Sydney: Morning Star Publishing, 2019
Benjamin Swift is a Presbyterian freelance writer from Brisbane, who has written a short but wide-ranging book on seeking a deeper knowledge of God and ourselves. Sometimes the writing style is a little self-conscious, and one might be advised not to cite Karl Barth and Martin Luther King without due caveats. Also, he says a verse is from Luke’s Gospel when it is also in Matthew and Mark, and then does not give the exact reference. Furthermore, Konrad Lorenz’s imprinting theory – where goslings hatched under their mother followed normal goose behaviour while those hatched in an incubator followed Lorenz – has always aroused my suspicions, but that may owe more to my ignorance rather than discernment.

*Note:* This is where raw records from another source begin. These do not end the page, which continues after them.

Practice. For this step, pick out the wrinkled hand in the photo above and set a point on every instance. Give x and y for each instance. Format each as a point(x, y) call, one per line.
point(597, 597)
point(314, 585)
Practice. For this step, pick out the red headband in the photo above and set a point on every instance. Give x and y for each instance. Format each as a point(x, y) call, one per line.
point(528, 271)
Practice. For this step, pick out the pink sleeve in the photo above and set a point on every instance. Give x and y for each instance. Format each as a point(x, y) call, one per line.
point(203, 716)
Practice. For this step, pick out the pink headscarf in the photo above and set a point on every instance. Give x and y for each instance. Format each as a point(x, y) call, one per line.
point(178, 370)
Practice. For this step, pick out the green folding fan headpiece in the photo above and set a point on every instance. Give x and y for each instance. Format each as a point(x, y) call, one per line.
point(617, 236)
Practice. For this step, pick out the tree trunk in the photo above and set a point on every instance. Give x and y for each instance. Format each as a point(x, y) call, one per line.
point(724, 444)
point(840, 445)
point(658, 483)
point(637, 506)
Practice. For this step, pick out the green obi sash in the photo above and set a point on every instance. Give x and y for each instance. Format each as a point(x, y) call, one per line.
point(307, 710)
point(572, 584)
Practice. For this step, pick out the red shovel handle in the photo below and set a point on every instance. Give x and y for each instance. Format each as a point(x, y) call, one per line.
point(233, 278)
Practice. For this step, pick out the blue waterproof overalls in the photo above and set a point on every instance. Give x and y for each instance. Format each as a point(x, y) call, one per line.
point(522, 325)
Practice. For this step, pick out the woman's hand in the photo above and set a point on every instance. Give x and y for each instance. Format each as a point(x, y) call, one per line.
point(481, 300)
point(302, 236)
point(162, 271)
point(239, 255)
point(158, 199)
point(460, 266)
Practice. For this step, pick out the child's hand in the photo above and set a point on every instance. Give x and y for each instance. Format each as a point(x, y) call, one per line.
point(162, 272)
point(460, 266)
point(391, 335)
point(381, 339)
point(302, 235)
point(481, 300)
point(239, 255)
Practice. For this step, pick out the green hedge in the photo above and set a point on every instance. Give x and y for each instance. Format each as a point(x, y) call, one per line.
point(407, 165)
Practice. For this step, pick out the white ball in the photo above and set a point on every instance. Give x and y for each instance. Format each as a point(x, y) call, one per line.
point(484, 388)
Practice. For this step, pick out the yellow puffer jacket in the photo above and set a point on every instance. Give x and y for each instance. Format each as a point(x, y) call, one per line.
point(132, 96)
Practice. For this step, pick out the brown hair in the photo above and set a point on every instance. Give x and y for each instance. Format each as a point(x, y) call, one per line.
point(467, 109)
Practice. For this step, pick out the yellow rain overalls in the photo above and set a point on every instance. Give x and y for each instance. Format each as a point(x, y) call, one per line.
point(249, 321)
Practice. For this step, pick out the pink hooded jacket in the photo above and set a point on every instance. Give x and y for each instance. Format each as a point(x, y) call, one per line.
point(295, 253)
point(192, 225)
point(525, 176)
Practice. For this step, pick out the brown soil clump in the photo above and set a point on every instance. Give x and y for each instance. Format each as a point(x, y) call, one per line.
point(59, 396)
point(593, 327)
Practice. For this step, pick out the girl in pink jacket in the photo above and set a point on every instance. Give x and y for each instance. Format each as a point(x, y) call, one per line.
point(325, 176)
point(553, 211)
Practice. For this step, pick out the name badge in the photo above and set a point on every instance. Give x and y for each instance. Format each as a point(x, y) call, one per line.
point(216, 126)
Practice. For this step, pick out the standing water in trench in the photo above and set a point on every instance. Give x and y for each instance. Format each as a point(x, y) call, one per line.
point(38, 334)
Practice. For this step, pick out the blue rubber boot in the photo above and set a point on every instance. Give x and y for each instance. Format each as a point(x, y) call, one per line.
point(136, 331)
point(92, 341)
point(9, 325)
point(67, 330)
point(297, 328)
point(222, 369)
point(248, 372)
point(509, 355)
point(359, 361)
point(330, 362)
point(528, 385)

Nevertheless, the book is an impressive attempt to work across a number of disciplines in order to present a coherent case for the God of the Bible. Swift is not afraid to tackle the big guns. For example, Richard Dawkins objects: ‘What kind of ethical philosophy is it that condemns every child, even before it is born, to inherit the sin of a remote ancestor [Adam]?’ Dawkins’ bluster fails to impress.
When Stephen Hawking cited ‘While there’s life, there is hope’ as something of a vague caution against euthanasia, Swift answers with considerable potency: ‘Hope in what?’ In dealing with faith and reason, Swift is clear, realistic and cogent. We all have to climb Mount Stupid first! To cite Luther: ‘the Power of Scripture is this: it will not be altered by the one who studies it; instead it transforms the one who loves it.’ Abraham Maslow’s hierarchy of needs suggests that serving the self is the ultimate goal in life, but Christ spoke of dying to self. All of these issues, and more, are dealt with in 90 pages.